The Report

The Report

 

by Eric A. Hart

 

The scout-bot’s sensors indicated a high radiation level in the designated landing area.  It was too high to sustain most biological life forms, and almost enough to interfere with its electronic circuitry.  Its command program’s priority menu listed these levels as borderline acceptable.  The bot decided to risk a landing.  The ship had come too far to fail now.  The spaceport could not be raised on the communication channel, but the scout-bot must report.  That was the final instruction in the program.  The scout ship made its final approach to the spaceport.  Twisted steel girders stuck up like skeletal fingers from the shattered concrete reaching for the craft as it passed over the ruined metropolis.  The condition below registered on the scout-bot’s electronic brain, but it meant nothing, since this contingency was not programmed for.

The old starship shuddered as the thrusters fired and the landing gear extended.  The bot had to report.  It had been wandering the stars for over one hundred and thirty years.  On the last planet it had visited it had found what it had been programmed to seek.  It had discovered other sentient life.  Even the Programmers had never found this, so they had sent out robot ships.  None had returned till now.  It was impossible for a machine to feel pride, but still, the fact that it had succeeded where the Programmers failed was not lost on its electronic brain.

The scout-bot moved on its treads down the ramp of the ship, and headed towards the Space Center.  It stopped.  The center was gone.  All that was left was a rubble-filled hole.  It checked and rechecked the coordinates, then examined its internal sensors.
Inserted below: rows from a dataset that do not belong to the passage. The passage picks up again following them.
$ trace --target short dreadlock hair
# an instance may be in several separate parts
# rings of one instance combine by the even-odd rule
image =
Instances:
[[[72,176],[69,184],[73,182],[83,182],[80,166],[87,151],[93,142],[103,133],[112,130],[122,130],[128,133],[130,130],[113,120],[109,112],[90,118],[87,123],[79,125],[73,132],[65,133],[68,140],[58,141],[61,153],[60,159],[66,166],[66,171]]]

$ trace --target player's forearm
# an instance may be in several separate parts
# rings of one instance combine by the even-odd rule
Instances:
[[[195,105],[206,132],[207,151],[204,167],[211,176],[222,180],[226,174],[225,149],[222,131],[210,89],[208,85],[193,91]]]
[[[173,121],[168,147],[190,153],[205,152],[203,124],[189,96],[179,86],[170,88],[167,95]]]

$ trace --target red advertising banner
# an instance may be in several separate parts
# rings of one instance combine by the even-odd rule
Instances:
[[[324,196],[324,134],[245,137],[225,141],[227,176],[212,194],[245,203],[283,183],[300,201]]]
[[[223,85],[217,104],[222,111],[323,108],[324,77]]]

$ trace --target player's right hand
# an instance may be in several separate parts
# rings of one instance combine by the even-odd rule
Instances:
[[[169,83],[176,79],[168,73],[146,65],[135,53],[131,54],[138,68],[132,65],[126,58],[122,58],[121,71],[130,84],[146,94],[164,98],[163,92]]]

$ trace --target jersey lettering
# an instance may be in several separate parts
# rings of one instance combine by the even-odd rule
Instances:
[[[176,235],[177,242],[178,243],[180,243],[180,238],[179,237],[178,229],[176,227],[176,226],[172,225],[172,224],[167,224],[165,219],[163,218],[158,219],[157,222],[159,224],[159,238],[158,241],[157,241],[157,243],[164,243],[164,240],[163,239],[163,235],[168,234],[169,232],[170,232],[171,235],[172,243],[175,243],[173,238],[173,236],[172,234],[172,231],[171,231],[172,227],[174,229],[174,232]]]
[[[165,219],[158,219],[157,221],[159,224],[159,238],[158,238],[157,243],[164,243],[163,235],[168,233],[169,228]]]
Everything was operating correctly.  Searching its memory banks it found a contingency program.  It would seek out a Programmer and report.  The scout-boy activated its long range sensors and began a systematic search pattern.  Within its forward specimen compartment was a gift from the sentient beings it had found.  It had searched its cultural data banks, but found no corollary.  Its own analysis had identified the item as the severed sex organs of a sessile, photo-synthetic life form.  The creature, who had given this to it, had called this gift a “flower”.

The scout-bot’s sensors finally registered a large life form.  Its analysis found that although there were certain abnormalities in the reading this creature fell within the parameters of a Programmer.

As it approached, the visual sensors registered numerous lesions and patches of dead tissue on the Programmer.  The bot’s supplementary programs indicated this Programmer was suffering from radiation sickness.  It would notify a medical aid unit after its report.  The scout-bot rolled up and waited from the Programmer to finish its sleep cycle.

The Programmer awoke with a start and its tentacles wrapped around a phase plasma rifle.  Its nose slits twitched and compound eyes swiveled in the direction of the metallic intruder.  The scout-bot’s defenses did not activate because this was a Programmer.  Instead, the front specimen compartment opened and the flower was thrust out.  The bot’s voice simulator then said the word the alien had told him when it was given this gift.

“Peace!”

The plasma rifle blew the top half of the bot off, and left the rest a molten mass. The Programmer stared at the blasted hulk before him, then rolled over to die.